Et il récolte bien sûr son lot d’hommages à l’intérieur du pays, mais aussi partout dans le monde! Giorgia Meloni, l’actuelle première ministre, saluait la mort d’un « grand Italien » et d’un « grand leader politique européen ». Rien de surprenant à ce que l’extrême droite italienne honore celui qui a pavé leur avènement au pouvoir ni à ce que d’autres qui partageaient avec lui une communauté d’idées fassent de même.
George W. Bush, Tony Blair, l’ex-premier ministre danois et ancien secrétaire général de l’OTAN Anders Fogh Rasmussen et d’autres figures de la grande droite militariste et impérialiste mondiale ont rendu un ultime hommage à ce cliché de milliardaire qui a profité de la déconfiture de la gauche italienne dans les années 1990 pour se hisser au pouvoir.
Mais que dire de ces figures de l’extrême centre soi-disant progressiste qui se sont couvertes d’un épais voile d’hypocrisie, comme le veut cette tradition selon laquelle même les plus grands monstres politiques deviennent, dans les jours entourant leur fort bienvenu trépas, de vrais intouchables?

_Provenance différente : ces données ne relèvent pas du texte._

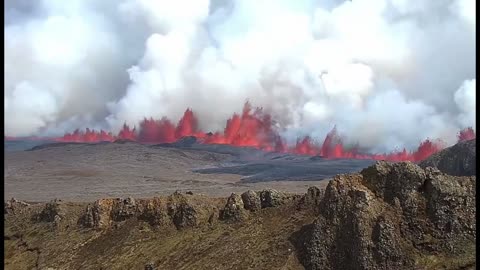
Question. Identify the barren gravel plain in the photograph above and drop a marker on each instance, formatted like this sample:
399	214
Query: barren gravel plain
86	172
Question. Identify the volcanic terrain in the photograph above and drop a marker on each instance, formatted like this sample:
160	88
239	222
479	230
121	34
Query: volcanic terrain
89	171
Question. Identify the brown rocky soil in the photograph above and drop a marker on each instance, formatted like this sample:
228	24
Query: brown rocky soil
393	216
389	216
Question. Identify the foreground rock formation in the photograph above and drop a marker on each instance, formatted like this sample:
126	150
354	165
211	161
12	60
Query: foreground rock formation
459	159
394	216
388	216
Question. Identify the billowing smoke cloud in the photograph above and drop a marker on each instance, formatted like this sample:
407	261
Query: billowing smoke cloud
386	73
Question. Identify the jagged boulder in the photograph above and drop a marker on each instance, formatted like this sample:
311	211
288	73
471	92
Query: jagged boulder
459	159
13	205
98	215
153	211
124	209
271	198
393	216
251	200
234	209
182	213
52	212
314	195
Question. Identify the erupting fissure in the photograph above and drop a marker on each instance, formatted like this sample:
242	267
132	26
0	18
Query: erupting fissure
253	128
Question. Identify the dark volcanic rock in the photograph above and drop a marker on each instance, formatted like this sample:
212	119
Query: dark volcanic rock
393	216
234	209
314	195
251	200
459	160
124	209
13	205
177	209
182	213
271	198
52	212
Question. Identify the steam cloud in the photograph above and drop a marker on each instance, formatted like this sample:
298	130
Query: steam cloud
386	73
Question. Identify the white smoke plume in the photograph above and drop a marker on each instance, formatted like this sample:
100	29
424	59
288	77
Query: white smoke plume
387	73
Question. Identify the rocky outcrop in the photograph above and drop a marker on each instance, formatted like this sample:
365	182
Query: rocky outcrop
458	160
234	209
13	205
314	196
182	213
52	212
393	216
272	198
251	200
177	209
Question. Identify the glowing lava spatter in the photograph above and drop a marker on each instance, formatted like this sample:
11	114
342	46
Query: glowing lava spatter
253	128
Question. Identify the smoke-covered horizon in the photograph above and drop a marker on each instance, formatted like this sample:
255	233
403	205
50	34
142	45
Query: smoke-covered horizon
388	74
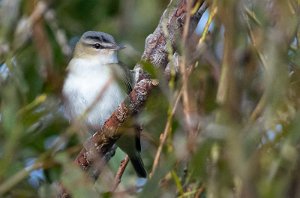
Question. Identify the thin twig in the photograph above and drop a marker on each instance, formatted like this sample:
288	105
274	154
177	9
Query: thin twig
120	172
164	135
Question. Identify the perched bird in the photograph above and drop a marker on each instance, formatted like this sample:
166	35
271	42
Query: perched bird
96	84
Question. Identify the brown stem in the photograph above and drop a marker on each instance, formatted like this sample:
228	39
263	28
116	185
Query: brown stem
156	53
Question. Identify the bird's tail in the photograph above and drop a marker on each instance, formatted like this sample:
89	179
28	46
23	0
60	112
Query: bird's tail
138	165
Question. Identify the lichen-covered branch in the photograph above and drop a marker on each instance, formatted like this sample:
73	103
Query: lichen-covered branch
156	53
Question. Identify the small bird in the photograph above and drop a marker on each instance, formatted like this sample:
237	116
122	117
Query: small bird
96	84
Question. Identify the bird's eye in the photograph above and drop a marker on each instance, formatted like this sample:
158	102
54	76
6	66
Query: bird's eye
98	46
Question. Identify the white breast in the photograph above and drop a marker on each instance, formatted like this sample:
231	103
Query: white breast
85	82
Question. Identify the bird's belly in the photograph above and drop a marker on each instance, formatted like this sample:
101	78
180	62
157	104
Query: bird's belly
93	97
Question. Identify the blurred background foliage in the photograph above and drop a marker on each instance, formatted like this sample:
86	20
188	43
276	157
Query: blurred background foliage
243	90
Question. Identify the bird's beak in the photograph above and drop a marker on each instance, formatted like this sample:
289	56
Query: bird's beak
118	47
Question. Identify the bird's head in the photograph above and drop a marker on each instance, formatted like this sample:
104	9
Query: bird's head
98	45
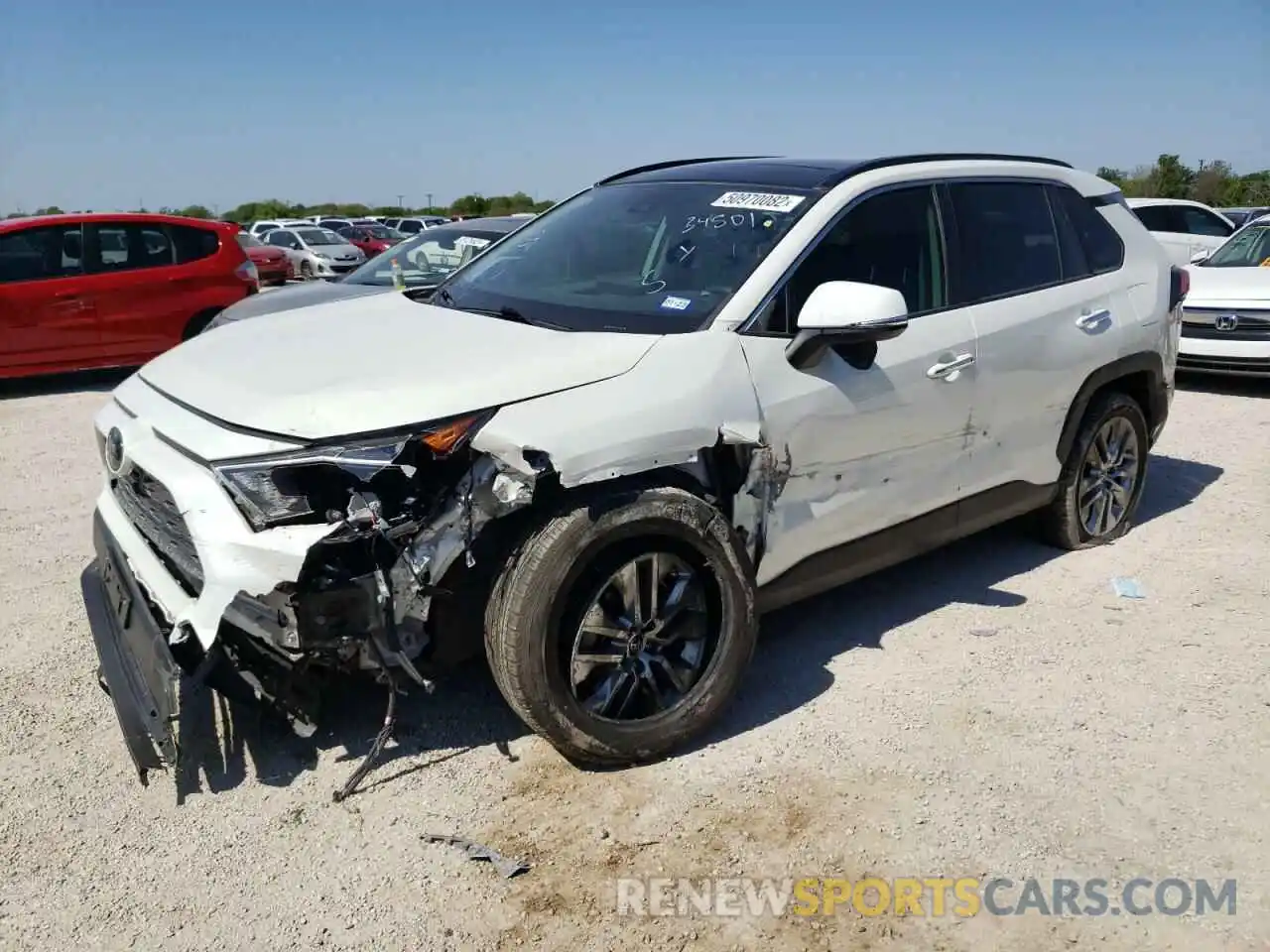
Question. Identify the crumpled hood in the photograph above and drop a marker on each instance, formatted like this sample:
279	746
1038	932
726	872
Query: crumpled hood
377	363
314	293
1247	287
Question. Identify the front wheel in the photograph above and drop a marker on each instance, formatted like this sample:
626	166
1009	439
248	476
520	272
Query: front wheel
1102	477
622	627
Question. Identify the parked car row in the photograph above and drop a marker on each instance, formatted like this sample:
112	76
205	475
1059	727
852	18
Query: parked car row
84	291
417	266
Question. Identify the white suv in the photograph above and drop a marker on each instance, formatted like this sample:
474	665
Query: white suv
1185	229
688	395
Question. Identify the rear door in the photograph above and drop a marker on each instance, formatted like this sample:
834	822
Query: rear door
130	275
46	317
1046	317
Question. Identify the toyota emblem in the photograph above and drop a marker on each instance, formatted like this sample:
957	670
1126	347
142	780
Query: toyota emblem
114	451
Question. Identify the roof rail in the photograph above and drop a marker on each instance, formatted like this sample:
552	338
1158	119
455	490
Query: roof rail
890	160
672	163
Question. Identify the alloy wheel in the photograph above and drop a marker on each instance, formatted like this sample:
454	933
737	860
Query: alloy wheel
1109	476
644	642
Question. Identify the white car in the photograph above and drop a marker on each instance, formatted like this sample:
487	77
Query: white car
259	229
1225	316
688	395
316	252
1184	227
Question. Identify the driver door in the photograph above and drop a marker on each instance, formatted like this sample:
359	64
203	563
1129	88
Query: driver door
861	451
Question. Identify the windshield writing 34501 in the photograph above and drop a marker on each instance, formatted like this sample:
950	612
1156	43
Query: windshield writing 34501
738	220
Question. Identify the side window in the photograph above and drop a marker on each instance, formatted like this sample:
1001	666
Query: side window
1006	240
36	254
193	244
112	248
1103	250
1159	217
157	245
1201	221
117	246
890	239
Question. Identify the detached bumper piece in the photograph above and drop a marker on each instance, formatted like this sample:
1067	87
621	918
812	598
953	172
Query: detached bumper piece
137	667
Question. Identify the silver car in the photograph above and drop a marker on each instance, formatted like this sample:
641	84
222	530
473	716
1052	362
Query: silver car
316	253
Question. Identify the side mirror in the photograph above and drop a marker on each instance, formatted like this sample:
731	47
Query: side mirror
848	317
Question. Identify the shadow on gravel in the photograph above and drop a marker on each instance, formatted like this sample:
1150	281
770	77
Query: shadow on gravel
1223	386
80	381
798	643
225	742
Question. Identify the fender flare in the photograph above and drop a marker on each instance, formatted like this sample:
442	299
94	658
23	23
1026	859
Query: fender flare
1147	362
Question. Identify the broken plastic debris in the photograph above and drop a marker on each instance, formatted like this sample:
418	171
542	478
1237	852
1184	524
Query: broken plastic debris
506	866
1127	588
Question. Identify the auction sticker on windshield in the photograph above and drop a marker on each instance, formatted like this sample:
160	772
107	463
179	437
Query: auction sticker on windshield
758	200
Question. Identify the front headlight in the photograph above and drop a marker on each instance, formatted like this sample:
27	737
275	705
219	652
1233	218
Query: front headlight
307	485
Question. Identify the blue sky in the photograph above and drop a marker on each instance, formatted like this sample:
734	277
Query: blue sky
108	103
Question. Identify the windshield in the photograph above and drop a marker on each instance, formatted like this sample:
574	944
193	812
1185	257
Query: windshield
320	236
1248	248
653	258
426	259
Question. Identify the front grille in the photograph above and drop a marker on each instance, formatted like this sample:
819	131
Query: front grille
1238	366
151	509
1206	324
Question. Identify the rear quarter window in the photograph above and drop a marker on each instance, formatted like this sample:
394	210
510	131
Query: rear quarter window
1103	250
193	244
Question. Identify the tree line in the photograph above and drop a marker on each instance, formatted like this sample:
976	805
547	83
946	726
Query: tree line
468	206
1213	182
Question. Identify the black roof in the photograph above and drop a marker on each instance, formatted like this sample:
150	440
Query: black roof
792	173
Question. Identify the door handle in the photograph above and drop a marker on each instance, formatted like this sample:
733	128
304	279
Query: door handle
1086	321
949	367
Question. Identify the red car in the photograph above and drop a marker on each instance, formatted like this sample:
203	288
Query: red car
370	238
84	291
271	263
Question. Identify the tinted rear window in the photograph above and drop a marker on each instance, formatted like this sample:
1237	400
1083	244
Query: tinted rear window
1103	250
193	244
1006	238
1159	217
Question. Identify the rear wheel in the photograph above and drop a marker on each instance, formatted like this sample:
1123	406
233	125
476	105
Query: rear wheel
622	627
1102	479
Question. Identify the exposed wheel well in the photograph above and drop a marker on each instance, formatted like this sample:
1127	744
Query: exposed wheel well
1137	376
1135	385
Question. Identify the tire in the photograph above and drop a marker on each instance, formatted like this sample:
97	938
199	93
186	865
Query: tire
539	599
1062	524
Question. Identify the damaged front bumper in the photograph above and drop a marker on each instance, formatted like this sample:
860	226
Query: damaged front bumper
137	669
183	583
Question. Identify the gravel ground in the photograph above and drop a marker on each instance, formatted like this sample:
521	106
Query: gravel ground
988	710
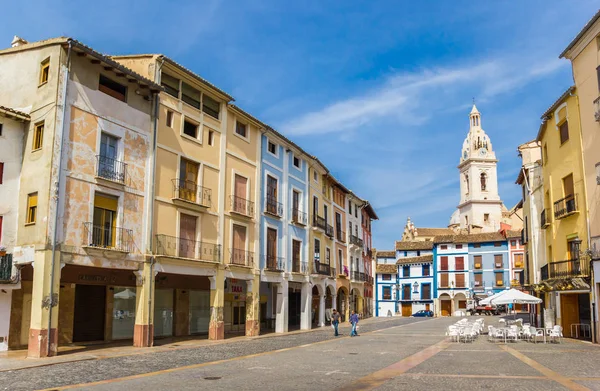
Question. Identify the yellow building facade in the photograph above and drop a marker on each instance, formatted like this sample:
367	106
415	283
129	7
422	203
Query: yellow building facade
565	277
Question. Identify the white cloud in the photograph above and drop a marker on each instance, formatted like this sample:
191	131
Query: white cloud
411	97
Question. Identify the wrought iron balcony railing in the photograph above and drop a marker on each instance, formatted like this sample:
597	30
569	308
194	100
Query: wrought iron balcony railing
108	237
241	206
273	263
565	206
241	257
175	247
356	241
299	217
545	218
6	269
111	169
189	191
273	207
569	269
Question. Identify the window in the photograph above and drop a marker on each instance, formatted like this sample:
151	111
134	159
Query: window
38	136
190	128
426	270
210	106
477	262
459	263
444	280
426	292
564	131
387	293
44	71
459	280
169	118
271	147
443	263
112	88
478	280
499	279
498	262
31	208
241	129
190	95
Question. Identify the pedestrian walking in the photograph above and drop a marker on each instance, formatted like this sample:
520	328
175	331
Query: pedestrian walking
354	323
335	321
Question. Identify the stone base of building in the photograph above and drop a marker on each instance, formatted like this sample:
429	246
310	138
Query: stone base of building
252	328
38	343
143	335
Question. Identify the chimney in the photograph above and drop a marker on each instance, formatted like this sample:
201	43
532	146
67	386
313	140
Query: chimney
18	41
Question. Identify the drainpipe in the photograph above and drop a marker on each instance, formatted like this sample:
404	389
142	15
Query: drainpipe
60	162
155	101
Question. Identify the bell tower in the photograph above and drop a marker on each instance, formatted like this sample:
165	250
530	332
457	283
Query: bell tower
480	206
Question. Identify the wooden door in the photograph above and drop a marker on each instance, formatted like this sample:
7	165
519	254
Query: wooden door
187	236
446	307
569	311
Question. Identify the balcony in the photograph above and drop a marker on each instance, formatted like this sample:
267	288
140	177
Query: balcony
273	207
299	217
111	169
545	218
171	246
108	238
273	263
299	267
190	192
241	257
569	269
355	240
6	269
241	206
565	206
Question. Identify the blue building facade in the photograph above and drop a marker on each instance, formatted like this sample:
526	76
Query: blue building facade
285	288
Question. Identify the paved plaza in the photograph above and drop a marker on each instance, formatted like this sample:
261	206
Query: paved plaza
390	354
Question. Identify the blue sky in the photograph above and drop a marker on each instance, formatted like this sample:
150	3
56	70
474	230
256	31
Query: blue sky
380	91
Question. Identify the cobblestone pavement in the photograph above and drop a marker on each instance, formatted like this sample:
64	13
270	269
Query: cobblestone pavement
398	354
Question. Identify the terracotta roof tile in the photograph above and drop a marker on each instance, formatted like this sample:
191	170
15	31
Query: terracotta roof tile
422	258
414	245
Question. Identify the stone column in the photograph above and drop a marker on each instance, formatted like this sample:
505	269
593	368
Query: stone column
321	310
253	307
281	311
216	326
143	332
306	306
42	305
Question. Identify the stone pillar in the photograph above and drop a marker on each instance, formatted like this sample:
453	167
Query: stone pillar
216	326
306	307
321	310
253	307
182	312
42	305
281	310
143	331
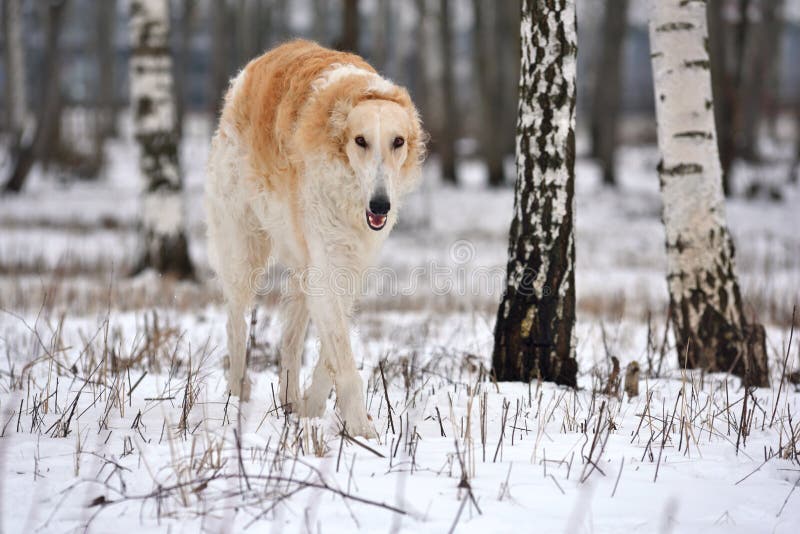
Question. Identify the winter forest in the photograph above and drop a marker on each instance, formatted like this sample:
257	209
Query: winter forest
584	319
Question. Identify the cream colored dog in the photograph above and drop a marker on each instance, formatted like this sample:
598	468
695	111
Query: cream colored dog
313	154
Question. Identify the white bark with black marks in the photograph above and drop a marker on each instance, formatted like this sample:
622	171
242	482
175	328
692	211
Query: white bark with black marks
163	234
710	328
534	334
16	96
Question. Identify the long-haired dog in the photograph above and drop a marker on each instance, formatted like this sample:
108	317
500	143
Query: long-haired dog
313	154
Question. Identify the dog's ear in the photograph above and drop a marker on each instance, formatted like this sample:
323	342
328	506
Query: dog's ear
417	140
337	122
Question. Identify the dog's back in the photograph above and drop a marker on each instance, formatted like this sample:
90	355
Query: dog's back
264	101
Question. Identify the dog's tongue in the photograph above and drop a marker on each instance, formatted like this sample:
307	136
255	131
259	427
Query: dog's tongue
376	222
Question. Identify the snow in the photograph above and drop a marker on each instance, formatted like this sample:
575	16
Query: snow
153	466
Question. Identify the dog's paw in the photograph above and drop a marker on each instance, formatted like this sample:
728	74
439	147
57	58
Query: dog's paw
240	388
290	400
312	406
358	423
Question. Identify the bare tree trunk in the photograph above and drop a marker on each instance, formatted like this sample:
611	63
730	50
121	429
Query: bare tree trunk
105	107
348	41
320	22
264	17
380	35
705	304
16	73
534	334
794	170
423	85
182	67
447	140
221	45
163	229
760	58
486	72
607	89
507	28
49	116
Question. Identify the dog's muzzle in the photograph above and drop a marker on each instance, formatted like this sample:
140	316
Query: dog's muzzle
377	212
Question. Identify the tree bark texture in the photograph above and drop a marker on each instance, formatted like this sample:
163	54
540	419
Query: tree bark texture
705	303
350	31
446	145
48	116
163	235
534	333
16	102
486	72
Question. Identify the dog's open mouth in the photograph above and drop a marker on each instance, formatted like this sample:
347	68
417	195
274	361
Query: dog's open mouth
375	221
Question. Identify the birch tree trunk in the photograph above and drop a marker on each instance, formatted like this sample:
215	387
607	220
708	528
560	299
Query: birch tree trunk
534	333
105	105
16	74
447	149
348	40
221	47
608	86
705	304
163	234
48	114
487	73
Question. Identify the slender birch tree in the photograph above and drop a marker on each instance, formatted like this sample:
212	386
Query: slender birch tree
16	75
49	105
607	89
534	333
163	234
710	328
448	133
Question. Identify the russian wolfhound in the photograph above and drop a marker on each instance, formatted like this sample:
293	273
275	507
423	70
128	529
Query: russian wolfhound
313	153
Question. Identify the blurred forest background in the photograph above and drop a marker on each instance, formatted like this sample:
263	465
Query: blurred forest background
65	99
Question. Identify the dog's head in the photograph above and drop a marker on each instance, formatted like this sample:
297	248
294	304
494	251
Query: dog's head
382	143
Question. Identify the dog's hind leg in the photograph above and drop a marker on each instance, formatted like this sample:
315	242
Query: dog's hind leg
295	325
316	395
329	312
237	252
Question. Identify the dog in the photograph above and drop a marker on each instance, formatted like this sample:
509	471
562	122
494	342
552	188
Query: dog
313	154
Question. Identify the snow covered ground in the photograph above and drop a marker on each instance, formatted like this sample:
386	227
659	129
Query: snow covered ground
113	412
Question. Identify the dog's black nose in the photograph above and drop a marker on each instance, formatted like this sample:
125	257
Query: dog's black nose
379	205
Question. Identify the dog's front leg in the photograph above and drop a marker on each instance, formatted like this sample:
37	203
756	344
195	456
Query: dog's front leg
329	312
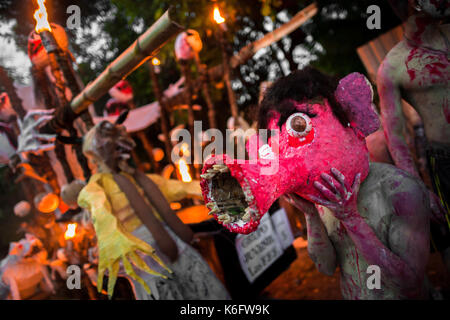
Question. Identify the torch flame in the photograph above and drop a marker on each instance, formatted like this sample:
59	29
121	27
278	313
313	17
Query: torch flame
183	169
71	231
217	17
41	17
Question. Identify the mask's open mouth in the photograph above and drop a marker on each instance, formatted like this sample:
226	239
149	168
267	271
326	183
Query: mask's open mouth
228	196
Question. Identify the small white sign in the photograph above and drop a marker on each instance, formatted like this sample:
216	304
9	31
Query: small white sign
259	249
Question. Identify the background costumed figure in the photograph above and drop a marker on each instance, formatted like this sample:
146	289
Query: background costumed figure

Emmanuel Macron, Joe Biden, Anthony Blinken… D’aucuns ont salué un politicien plus grand que nature, instigateur de « changement ».
Oui – pour le pire!
Cent ans de pourritude
J’ai souvent écrit sur ce que je considère être la mystérieuse et incompréhensible virginité politique accordée à des criminel·les politiques qui, s’ils ou elles sévissaient dans quelconque pays entre le sud de l’Équateur et le Moyen-Orient, se trouveraient pieds et poings liés devant la Cour pénale internationale.
Je vous ai parlé ici et ailleurs de figures politiques occidentales qui échappent toujours miraculeusement à l’anathème et demeurent d’indéfectibles coqueluches des milieux d’élite politiques, économiques, académiques et médiatiques.
« Des noms! », réclamez-vous, comme l’ont fait les membres de la Convention de la Première République française à Robespierre, juste avant de l’envoyer chez le barbier révolutionnaire et son Rasoir national. Vite comme ça, certains me viennent facilement à l’esprit.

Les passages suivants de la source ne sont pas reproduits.